Ten minutes and a few calls later, Bel and Gairad had gone—Gairad to reassure Professor Audel and Bel to message Kiem. Jainan waited in bed, keyed up to unbearable levels, and jumped as the door chimed.
“Your Grace?”
“Hani Sereson,” Jainan said. He held himself as straight as he could, sitting up in bed. “I hoped you were on the press list. Do come in.”
The journalist gave him a blinding professional smile and sketched a bow. “I must say, I didn’t think I’d ever hear from you like this.” Her eyes flicked over his body and the drip in his wrist with a hungry shimmer of silver. “We heard you were ill. All of us were wondering if you were well enough for the ceremonies.”

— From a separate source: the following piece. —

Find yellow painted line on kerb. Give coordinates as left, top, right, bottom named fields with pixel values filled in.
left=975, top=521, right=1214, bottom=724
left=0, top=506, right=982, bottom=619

“I’m saving my energy. Forgive me for not rising to greet you,” Jainan said. “And thank you for coming on such short notice.” He opened his hand to indicate a chair Bel had brought in from the corridor.
“Believe me, no journalist would turn down a message like the one I just received.” Hani sat down and crossed one leg over the other. “I do hope you’re recovering well from … well, it looks like you’ve been through some kind of ordeal.” Her hand hovered over an expensive mic button, which she detached from her collar and left to float in the air between them. “Do you mind if I record this conversation?”